Restos / Bars

Area : Carte du monde

Certains restos nous affolent dès l’entrée. Le décor trop branché, le service trop policé, la carte trop précieuse. Or, il arrive que le resto soit aussi beau que la clientèle et que, ma foi, la cuisine soit aussi réjouissante. C’est un peu le cas d’Area, le dernier-né de ces restos mode, habituellement trop séduisants pour être sincères.

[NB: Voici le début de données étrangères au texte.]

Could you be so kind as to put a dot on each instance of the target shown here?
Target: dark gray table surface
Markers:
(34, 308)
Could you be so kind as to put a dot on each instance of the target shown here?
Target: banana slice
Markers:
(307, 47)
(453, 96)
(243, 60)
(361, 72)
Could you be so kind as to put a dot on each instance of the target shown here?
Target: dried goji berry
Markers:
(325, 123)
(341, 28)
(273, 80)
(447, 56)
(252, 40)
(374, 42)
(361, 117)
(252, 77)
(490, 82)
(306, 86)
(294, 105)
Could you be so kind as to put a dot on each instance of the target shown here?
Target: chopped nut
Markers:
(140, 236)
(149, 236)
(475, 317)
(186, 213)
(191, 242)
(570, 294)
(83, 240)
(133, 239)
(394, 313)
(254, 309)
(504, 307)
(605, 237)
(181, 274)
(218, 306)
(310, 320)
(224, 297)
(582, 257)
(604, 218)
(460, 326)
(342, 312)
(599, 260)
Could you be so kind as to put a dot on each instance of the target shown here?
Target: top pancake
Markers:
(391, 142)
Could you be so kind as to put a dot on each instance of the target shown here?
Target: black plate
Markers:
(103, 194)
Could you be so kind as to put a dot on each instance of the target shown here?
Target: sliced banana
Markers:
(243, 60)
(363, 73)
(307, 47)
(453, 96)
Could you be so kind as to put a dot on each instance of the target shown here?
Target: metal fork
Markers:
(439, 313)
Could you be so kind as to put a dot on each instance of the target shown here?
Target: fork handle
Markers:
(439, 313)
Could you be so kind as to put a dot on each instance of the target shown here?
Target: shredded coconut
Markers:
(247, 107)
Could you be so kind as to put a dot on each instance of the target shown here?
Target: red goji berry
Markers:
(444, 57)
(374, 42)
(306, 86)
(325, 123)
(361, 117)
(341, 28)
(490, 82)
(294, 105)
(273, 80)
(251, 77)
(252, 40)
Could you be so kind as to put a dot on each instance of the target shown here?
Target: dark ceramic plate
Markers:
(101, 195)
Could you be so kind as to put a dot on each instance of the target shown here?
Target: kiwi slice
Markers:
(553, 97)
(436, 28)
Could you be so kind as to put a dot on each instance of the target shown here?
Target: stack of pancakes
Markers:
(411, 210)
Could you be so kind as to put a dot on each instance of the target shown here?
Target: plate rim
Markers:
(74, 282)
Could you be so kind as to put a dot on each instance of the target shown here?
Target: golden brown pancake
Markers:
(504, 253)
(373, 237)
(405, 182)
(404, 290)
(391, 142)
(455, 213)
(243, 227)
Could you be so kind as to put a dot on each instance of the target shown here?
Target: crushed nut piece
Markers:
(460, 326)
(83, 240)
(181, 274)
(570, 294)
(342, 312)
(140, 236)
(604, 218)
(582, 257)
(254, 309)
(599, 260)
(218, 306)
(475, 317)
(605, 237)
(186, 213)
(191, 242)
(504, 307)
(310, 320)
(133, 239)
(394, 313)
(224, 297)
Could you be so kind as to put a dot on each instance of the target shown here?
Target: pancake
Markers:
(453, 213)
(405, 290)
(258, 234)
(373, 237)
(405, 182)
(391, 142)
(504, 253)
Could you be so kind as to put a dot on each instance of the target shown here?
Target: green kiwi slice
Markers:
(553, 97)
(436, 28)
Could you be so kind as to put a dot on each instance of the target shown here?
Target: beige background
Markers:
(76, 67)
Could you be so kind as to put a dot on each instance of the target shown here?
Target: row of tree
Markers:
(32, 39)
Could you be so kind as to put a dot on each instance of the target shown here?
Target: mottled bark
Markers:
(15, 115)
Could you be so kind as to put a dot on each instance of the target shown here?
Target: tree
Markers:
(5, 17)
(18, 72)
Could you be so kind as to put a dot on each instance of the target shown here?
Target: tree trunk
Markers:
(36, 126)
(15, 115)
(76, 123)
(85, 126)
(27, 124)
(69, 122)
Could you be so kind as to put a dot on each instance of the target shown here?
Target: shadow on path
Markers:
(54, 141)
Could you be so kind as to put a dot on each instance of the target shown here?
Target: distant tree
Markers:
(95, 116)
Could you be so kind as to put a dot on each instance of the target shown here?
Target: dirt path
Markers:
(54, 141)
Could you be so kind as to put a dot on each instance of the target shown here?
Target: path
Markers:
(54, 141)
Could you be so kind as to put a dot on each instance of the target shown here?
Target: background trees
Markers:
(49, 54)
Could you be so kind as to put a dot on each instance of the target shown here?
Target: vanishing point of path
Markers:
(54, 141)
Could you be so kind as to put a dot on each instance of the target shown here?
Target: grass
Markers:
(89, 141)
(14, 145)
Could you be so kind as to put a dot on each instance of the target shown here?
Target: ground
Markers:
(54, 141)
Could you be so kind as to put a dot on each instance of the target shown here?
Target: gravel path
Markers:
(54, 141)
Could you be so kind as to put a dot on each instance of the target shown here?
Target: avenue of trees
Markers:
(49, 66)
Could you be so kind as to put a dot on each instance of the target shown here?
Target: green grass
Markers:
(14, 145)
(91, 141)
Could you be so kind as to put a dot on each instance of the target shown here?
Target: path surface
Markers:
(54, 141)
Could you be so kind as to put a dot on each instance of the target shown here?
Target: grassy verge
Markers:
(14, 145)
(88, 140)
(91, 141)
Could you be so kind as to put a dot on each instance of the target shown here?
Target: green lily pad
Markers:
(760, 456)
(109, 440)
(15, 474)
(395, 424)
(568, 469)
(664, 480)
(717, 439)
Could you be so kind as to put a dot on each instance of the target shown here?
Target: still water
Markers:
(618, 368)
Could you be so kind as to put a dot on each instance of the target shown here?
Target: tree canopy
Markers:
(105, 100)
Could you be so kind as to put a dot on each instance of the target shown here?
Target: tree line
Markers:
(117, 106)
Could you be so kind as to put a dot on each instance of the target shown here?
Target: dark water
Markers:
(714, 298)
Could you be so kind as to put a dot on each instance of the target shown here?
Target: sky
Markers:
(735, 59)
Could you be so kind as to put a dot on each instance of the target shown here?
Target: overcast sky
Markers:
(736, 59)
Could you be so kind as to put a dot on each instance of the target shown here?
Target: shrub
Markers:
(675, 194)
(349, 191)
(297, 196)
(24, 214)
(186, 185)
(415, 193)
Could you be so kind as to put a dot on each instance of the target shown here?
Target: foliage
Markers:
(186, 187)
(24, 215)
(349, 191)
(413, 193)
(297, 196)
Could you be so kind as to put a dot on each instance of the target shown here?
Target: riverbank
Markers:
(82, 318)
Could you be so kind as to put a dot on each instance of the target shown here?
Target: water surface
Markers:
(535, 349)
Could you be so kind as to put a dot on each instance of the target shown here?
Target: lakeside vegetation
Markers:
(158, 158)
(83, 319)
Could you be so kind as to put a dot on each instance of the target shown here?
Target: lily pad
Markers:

Certains restos nous affolent dès l’entrée. Le décor trop branché, le service trop policé, la carte trop précieuse. On s’y sent comme à l’opéra, constamment inadéquat. Ces endroits qui finissent tous par se ressembler, du reste, proposent souvent une cuisine qui n’a aucun sens et fréquemment aucun goût. Le philosophe Michel Onfray appelle ça la cuisine-frime: celle qui souligne la géométrie des plats, multiplie les effets de «fusion», accentue les couleurs et accole des noms aussi insolites que dénués d’intérêt à des recettes souvent maladroitement exécutées. Le métier de chef ne s’apprend pas en regardant la télé.

Or, il arrive que le resto soit aussi beau que la clientèle et que, ma foi, la cuisine soit aussi réjouissante. C’est un peu le cas d’Area, le dernier né de ces restos mode, habituellement trop séduisants pour être sincères. En ce sens, il a tout ce qu’il faut: il attire tout ce qui est beau, a de l’argent et aime ce qui lui ressemble, tous sexes confondus. Trop souvent, dans ces temples arrivistes, la faune «cellularisée» s’intéresse davantage à elle-même qu’à la cuisine. Mais les patrons et la brigade de ce très beau resto tout en blanc et noir, avec des voilages séparant la cuisine de la salle et un éclairage sobre, ont du métier, et ça se voit. Ils glissent sans effort entre les tables, rient avec les clients, s’égayent de civilités de toutes sortes sans négliger la qualité du service. Et bien que le rythme fut un peu lent entre les plats – il y avait salle comble ce soir-là, nous comprenons pourquoi -, rien ne nous a jamais été insupportable, sinon la faim.

La cuisine? Elle reste essentiellement française, sagement influencée par le terroir méditerranéen (et quelques notes exotiques ici et là) dans les goûts francs et des assaisonnements assez justes, malgré quelques errements dans les accords. Ça donne une assiette d’artichauts très fins et succulents, escamotés sous une pyramide de calmars marinés et cuits au bouillon, tout ça magnifié par une émulsion à l’etragon qui ne dissimule pas la fraîcheur des produits. Engendré par le génie culinaire vietnamien et interprété par les chefs, le rouleau au papier de riz farci de crevettes, de concombre, de menthe fraîche et d’un peu de piment s’accompagne ici d’une sauce un peu trop richement relevée. Mais l’assiette, dans sa simplicité, est impeccable tout de même. En plat, le jarret d’agneau braisé au vin rouge est servi en assiette creuse sur un pilaf d’orge cuit avec des champignons shiitake; un plat roboratif, un peu trop même pour une soirée chaude et humide. Qu’importe! Le savoureux braisé, même s’il n’est pas de saison, est une version stylisée (et délicieuse) de la cuisine de terroir. Quant à la côte de porc, elle est épaisse et rosée, sa chair luisante, moelleuse et parfumée aux graines de moutarde, et on la sert sur une purée blanche (que nous soupçonnons être de l’humble patate), couverte d’abricots secs… encore secs. Ils finiront en cure d’isolement sur les bords de l’assiette. Point d’orgue sur un bol de fraises – certaines fraîchement préparées, d’autres refroidies par un passage prolongé au frigo – noyées dans un sirop de lime très doux, servies avec un gâteau quatre-quarts passé à la salamandre.

Si les saveurs sont bien maîtrisées, l’Area fait un peu trop dans le plat-éperon, vertical et «embelli» d’herbes et de choses généralement vaines, ce qui l’affecte d’un brin de préciosité. Mais au-delà de ces tout petits irritants esthétiques, les idées ne manquent pas à cette cuisine fraîche et personnelle, d’exécution encore un peu timide, mais qui promet de prendre son envol. Ça se sent. Et puis un bon point pour le petit vent de nouveauté qui vient souffler sur le Village où la bonne chère est encore un concept étranger. Et un autre pour une carte des vins spartiate, mais bien construite autour de petits crus de qualité. Certains trouveront l’addition salée, mais avouons-le: comme c’est agréable, le luxe! Comptez 90 $ à deux, avec les taxes, le service et deux verres de vin.